The move has Telecom rivals ihug and Iconz re-evaluating their rural broadband offerings, and ihug is looking to ditch it completely.
It is understood that Telecom is receiving a few million dollars per Probe region from the Government.
Woosh Wireless' Project Probe aspirations have collapsed and it withdrew last week from three of the four regions it had won Government money to service. Telecom has claimed Canterbury, Wairarapa and Northland and the funding that goes with them.
It now has 11 of the 15 Probe tenders and can spread the subsidy effect nationwide.
Telecom spokeswoman Helen Isbister confirmed that the Probe grant had enabled it to reduce the cost of the Wireless 1000 and 2000 services provided by its internet provider arm, Xtra.
Thanks to the Probe grants, Telecom can halve the $1475 installation charge and can provide the Xtra Wireless 1000 and 2000 plans at $60 and $70 per month respectively. Other providers selling the service are charging about $105 and $115 per month. Telecom is also flagging its $475 installation fee in a deal running until the end of the month.
Telecom and its competitors wholesale the same service from government-owned broadcasting and telecoms operator Broadcast Communications, which reaches rural communities with its network of transmission towers. BCL gives them all the same wholesale rate.
The Herald understands that rate is $55 plus GST per month and per customer, which would bring the customer cost for the cheapest plan to $62 dollars a month for the provider.
A spokesman for a regional internet provider, who did not want to be named, said his company had started setting up a service with BCL but could not compete with Telecom's heavily subsidised pricing.
His two entry-level services used equipment from wireless vendor Airspan. The entry-level deals run at 256Kbps downstream, and 128Kbps upstream, which is equivalent to Telecom's Jetstream Surf ADSL plans.
Isbister said the two entry-level wireless services were available for residential and business customers, but added that the Probe grant did not apply to the faster Wireless Plus plans.
Although BCL announced with much fanfare the support of internet providers ihug and Iconz as an endorsement of its wholesale model, ihug is no longer actively pitching the wireless services to customers.
Ihug's general manager of networks, David Diprose, said the decision to award Telecom the Probe subsidies was "against the goals of the project".
Diprose said a wholesaler should have been given the Probe subsidies instead.
This happened in the Auckland region where Counties Power network subsidiary Wired Country is deploying a wireless service on a wholesale basis to internet provider partners.
Asked if ihug would continue deploying the BCL wireless service, Diprose said that there was "no point in trying to compete [against Xtra] on these terms".
Diprose said that ihug would no longer actively market BCL, as the provider did not "consider it a viable commercial opportunity".

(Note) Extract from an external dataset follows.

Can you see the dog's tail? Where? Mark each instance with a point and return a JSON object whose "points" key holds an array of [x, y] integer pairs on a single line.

Instead, Ihug will work with Wired Country, as it sees that as the greatest chance of providing a price-competitive service to customers.

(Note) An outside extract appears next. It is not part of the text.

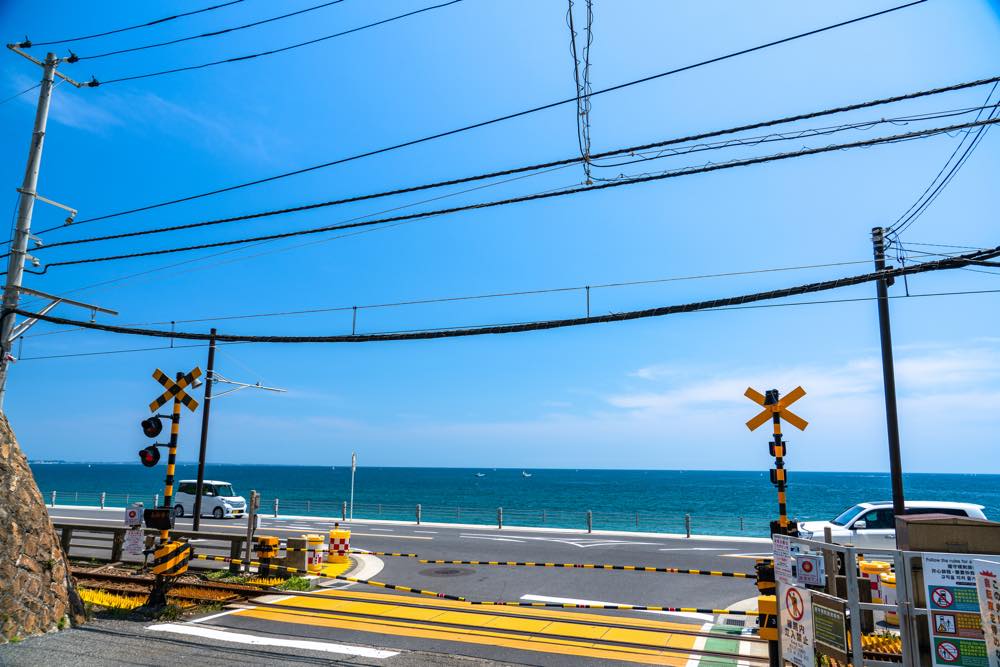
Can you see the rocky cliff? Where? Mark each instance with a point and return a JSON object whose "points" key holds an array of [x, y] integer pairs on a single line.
{"points": [[36, 590]]}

Iconz is providing wireless services through BCL in some of the regions awarded to Telecom.
General manager Sean Weekes said he was "not happy per se" with Telecom's aggressive price-cutting, but that Iconz would still offer the service.

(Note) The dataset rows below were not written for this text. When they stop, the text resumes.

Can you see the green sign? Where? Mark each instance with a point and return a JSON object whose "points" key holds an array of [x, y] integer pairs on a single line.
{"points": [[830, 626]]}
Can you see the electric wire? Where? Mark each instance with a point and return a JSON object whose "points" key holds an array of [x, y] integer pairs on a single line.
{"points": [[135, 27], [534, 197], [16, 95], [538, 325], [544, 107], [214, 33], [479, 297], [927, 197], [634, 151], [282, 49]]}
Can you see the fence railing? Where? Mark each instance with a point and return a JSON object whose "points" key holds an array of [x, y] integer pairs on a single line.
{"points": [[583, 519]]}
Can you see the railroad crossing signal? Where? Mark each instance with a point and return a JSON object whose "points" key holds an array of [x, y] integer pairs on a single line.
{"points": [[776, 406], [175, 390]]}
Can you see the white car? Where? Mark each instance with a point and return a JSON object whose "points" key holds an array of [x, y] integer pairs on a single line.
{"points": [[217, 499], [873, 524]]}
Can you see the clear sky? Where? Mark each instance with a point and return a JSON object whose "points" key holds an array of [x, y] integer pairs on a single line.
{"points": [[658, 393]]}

Iconz, however, would not be matching Telecom's price cuts.
Weekes added that he was been on record as saying that BCL's choice of technology was too expensive for consumers.
Like ihug, Iconz's focus was on providing Wired Country wireless service, which Weekes said had "seen a strong uptake in Auckland".
The Probe debacle: Telecom claims all
* Telecom is using millions of dollars in Government grants to undercut competitors in rural areas.
* Woosh's withdrawal from three Probe regions - Wairarapa, Canterbury and Northland - means Telecom instead receives grants for those areas and can extend its subsidies to more of the country.
* Telecom's rivals cannot afford to match the price cuts, with ihug ditching the wireless service.